Por outro lado, a presença de estruturas para descarte adequado de resíduos nas orlas coincidiu com menores concentrações de microplásticos. Causou surpresa aos cientistas a ausência de partículas em praias muito frequentadas, como a de Copacabana, no Rio de Janeiro, enquanto outros locais pouco visitados apresentaram grande carga de poluentes, sugerindo uma contaminação à distância.

“O plástico por si só é apenas a ponta do iceberg”, diz o pesquisador Thiarlen Marinho, primeiro autor do estudo. “Existem aditivos químicos altamente tóxicos e perigosos para o meio ambiente. Quando o plástico se quebra ao longo dos anos, esses compostos são liberados.”

Alguns materiais chegam a ser centenas de vezes mais perigosos que outros, graças aos aditivos.

“Para o índice de perigo do polietileno [um dos plásticos mais comuns] se equiparar ao do PVC, é preciso de 909 partículas de polietileno. Ou seja, uma partícula de PVC é equivalente a 909 partículas de polietileno em termos de periculosidade”, afirma Marinho.

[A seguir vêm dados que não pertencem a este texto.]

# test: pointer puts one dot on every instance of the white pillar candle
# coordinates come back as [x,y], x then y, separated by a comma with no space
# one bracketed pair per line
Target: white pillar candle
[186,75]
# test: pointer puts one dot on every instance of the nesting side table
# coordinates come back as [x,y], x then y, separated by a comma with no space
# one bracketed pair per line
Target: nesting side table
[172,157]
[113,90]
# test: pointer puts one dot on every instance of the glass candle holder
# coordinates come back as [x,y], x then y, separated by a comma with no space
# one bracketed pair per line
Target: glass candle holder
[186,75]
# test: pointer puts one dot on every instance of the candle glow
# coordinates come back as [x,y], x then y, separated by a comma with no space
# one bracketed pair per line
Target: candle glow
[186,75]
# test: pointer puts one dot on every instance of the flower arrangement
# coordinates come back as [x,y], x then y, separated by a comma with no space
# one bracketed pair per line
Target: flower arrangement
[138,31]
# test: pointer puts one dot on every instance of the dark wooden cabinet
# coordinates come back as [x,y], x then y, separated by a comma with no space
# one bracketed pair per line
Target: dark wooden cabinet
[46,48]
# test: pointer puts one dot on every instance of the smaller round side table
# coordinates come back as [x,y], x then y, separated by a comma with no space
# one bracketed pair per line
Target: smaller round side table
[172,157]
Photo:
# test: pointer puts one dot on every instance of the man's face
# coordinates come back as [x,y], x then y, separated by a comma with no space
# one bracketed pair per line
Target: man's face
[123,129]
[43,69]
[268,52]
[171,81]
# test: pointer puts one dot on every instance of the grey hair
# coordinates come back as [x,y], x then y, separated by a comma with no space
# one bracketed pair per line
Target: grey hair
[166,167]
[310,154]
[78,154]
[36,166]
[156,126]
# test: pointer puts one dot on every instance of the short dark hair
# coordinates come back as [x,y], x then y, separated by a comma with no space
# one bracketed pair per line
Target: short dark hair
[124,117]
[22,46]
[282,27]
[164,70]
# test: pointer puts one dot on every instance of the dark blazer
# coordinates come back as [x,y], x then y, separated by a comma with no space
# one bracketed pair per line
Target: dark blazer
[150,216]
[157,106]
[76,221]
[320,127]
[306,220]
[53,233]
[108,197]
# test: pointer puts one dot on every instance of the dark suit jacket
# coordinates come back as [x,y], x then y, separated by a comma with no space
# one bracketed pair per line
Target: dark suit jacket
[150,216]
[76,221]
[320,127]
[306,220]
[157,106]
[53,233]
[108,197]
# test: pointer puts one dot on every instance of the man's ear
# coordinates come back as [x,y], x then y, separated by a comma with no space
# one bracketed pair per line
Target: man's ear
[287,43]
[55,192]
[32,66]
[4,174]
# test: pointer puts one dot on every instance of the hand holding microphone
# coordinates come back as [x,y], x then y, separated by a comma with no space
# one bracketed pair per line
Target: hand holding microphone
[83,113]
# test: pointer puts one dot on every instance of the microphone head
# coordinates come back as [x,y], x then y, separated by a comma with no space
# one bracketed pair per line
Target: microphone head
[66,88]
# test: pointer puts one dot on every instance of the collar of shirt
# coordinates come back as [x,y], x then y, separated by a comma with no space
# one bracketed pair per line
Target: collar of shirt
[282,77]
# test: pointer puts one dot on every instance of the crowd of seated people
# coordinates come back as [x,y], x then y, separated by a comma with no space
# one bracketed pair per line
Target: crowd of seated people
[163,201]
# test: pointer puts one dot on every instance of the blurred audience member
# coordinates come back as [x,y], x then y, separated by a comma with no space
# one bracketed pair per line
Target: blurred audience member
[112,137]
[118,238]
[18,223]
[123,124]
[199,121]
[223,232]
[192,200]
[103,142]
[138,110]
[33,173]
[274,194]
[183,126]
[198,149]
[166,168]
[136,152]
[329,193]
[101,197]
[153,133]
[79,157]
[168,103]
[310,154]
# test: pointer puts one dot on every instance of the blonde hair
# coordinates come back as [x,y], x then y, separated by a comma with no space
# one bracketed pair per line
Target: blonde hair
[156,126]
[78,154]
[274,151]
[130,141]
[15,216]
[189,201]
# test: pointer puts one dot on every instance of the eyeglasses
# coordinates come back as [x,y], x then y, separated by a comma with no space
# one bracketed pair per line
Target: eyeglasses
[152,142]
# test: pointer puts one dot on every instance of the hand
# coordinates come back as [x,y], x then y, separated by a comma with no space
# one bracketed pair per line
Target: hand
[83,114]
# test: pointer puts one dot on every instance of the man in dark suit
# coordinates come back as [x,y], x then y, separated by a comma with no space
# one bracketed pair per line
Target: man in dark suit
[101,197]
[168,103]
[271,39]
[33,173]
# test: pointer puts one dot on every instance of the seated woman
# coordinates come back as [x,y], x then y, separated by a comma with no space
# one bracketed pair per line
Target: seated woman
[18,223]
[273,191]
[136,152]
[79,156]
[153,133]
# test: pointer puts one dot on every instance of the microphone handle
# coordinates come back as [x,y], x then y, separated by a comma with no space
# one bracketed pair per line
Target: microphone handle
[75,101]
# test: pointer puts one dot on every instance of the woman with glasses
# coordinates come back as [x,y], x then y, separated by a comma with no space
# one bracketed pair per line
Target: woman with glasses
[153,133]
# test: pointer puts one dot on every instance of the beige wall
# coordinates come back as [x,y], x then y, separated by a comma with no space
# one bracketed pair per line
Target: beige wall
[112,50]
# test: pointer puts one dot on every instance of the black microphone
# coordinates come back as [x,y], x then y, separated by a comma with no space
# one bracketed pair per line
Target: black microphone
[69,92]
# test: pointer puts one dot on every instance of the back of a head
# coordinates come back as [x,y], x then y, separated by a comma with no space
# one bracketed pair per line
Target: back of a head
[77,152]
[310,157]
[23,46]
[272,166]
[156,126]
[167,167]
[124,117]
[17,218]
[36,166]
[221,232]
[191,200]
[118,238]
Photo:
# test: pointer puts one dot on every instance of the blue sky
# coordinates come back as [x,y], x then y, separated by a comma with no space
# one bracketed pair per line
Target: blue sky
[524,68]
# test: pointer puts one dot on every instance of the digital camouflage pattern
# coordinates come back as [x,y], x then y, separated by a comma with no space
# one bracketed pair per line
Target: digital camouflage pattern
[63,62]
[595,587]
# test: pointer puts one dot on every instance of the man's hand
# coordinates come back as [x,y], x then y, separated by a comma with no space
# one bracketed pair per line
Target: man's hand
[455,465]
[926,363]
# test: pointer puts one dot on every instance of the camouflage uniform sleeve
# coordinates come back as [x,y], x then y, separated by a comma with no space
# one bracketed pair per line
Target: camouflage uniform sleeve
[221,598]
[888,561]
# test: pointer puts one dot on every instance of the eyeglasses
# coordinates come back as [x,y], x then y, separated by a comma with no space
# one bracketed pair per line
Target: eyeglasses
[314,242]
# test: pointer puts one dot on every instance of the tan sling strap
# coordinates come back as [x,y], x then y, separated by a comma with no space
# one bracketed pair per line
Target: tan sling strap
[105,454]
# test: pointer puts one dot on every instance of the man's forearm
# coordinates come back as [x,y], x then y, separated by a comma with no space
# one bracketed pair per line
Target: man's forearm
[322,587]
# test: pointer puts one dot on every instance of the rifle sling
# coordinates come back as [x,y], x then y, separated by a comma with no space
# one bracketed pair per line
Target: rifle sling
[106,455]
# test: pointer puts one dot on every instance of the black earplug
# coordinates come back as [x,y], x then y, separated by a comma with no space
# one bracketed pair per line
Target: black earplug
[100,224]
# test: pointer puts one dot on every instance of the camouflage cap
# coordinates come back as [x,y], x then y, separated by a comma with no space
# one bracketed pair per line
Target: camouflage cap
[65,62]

A discrepância motivou a criação de um índice no estudo que considera a quantidade de poluentes e o tipo de plástico encontrado no local. A medida (que não tem uma unidade) representa o risco ecológico de contaminação por microplástico em cada um dos pontos analisados.

A praia Paraíso, em Torres (RS), lidera o ranking. Na segunda posição, vem Espigão do Acaraí, em Caucaia (CE), e Monsuaba, em Angra dos Reis (RJ). As regiões Sul e Sudeste concentram altos níveis de risco.

A intenção dos pesquisadores ao listar o grau de perigo aos ecossistemas em cada praia é identificar as áreas prioritárias para ações de controle e fiscalização.

“A poluição por microplástico é multifacetada e o cenário muda conforme o tempo. Nossa preocupação é a análise parar aqui e só ter um outro estudo como esse daqui a 20, 30 anos. Precisamos de um comitê de monitoramento para que o poder público continue investigando”, diz Marinho.

O presidente Lula (PT) sancionou em outubro um decreto que cria a Estratégia Nacional Oceano sem Plástico, que tem o objetivo de prevenir, reduzir e eliminar a poluição por plástico no oceano até 2030. O plano será liderado pelo MMA (Ministério do Meio Ambiente e Mudança do Clima).

“É urgente fortalecer a fiscalização sobre o descarte de resíduos, criar incentivos à inovação tecnológica para redução do uso de plásticos descartáveis e estimular modelos de economia circular que mantenham os materiais em uso por mais tempo”, afirma Malafaia.